EVEREST’LE LATİFE OLMAZ

Everest’in tepesine o denli Uludağ’a masraf üzere gidilmiyor. Hakan Bulgurlu, tecrübe kazanmak için evvel öbür bir tepeye tırmanıyor: Arjantin’deki Aconcagua’ya. Oraya da uzun bir fiziki hazırlık periyodundan daha sonra gittiği biçimde o kadar zorlanıyor, irtifa hastalığından o kadar çekiyor ki dönerken “tekrar mı, asla” diyor. Lakin daha uçaktan inmeden yaptığı iç hesaplaşmalardan daha sonra devam etmeye karar veriyor, planını gerçekleştirecek.


Everest üzere gidişi olup da dönüşü olmayabilecek bir yere çıkmak için uzun bir hazırlık ve müsaade müddeti gerekli. Bunun için evvel işvereni Rahmi Koç’tan, daha sonra eşi Stephanie’den ve en son babasından müsaade alıyor. Hangisi daha sıkıntı derseniz alışılmış ki eşi, hazırladığı bütün o romantik atmosfere karşın lokantanın ortasında bir kadeh şarabı yüzüne yiyor, sonucunı söylemiş olduğinde! Üç çocukla dul kalma korkusu az buz değil olağan, bir de ne için, koca Everest’e tırmanacak. her neyse, bütün zorluklar aşılıyor ve hazırlanma başlıyor.
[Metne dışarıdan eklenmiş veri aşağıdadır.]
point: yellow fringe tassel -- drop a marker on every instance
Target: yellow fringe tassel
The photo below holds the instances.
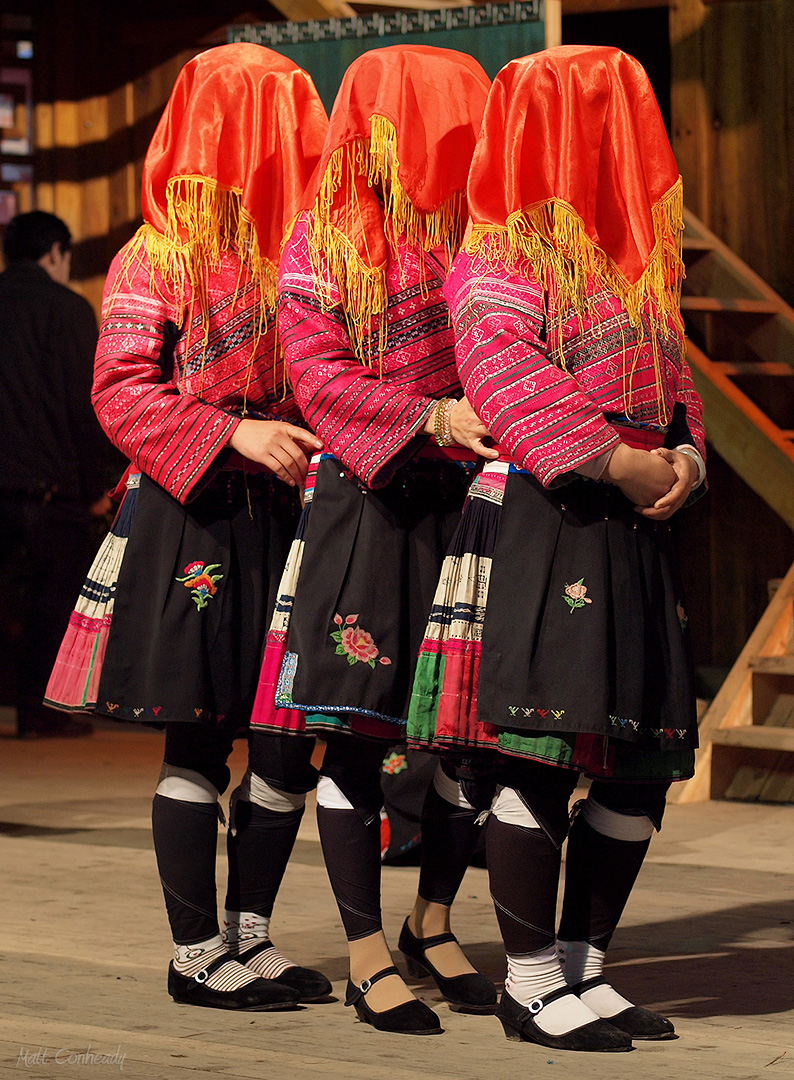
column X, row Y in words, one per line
column 550, row 237
column 362, row 284
column 204, row 221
Bir yazıda her şeyi anlatamam size. Kitabı okumanız lazım, esasen başlayınca bitirmeden bırakamıyorsunuz, hatta etrafla ilgili ayrıntıları pas geçebilirsiniz, her ne kadar ortalara ustalıkla serpiştirilmiş olsa da. Latife şaka, adamcağız bunun için hayatını tehlikeye atmış, hepsini okuyun lütfen.

KAYGILI ANLAR

Hani dehşet sineması seyrederken kendi kendinize “Canım sinema bu, korkma” diye gaz verirsiniz ya, ben de dağda, vefatın eşiğine her geldiğinde, “Canım kitabı yazabildiğine bakılırsa yaşıyor işte, üstelik aslan üzere, üzülme” diye teselli buldum. Ancak yaşadıkları yenilir yutulur değil. Yalnızca fiziki zorluklar değil, o vefatın kıyısına gelip dönmeler, ölmek üzere olana yardım edememe, kendi başına kalıp düşünme periyotları, ve nöropsişik tesirleri. Dağa çıkanların karakterleri açısından büyük değişimler yaşadıkları tıbbi bir gerçek. Tabiatın karşısında ne kadar aciz olduklarını görüp emekleyerek yol almaya çalışırken hüngür hüngür ağladığı anlar var. Ya da yorgunluk ve açlıktan uyuyakalıp oksijeni bittiği vakit tesadüfen hayatta kaldığı.

YA KEYİFLİ SON?

Hakikaten epeyce değişmiş. O tavan yapmış egosu gitmiş, bir daha mükemmelliyetçi lakin gerçekçi, hoşgörülü ve beğenilen bir insan olmuş. Kendisiyle yalnızca bir görüşmede birlikte olmuştum, az buz havalı değildi. Artık fazlaca şirin.

Ailesine ve çocuklarına da farklı biri olarak davranıyormuş; ilgili, anlayışlı, kaliteli vakit ayıran. İşte de öyleymiş. Bütün üretim etrafa hassas hale gelmiş. Alışılmış ki değişmesini istediğimiz herkesi doruğa tırmanmaya yollayamayız, sanki öteki yolu yok mudur?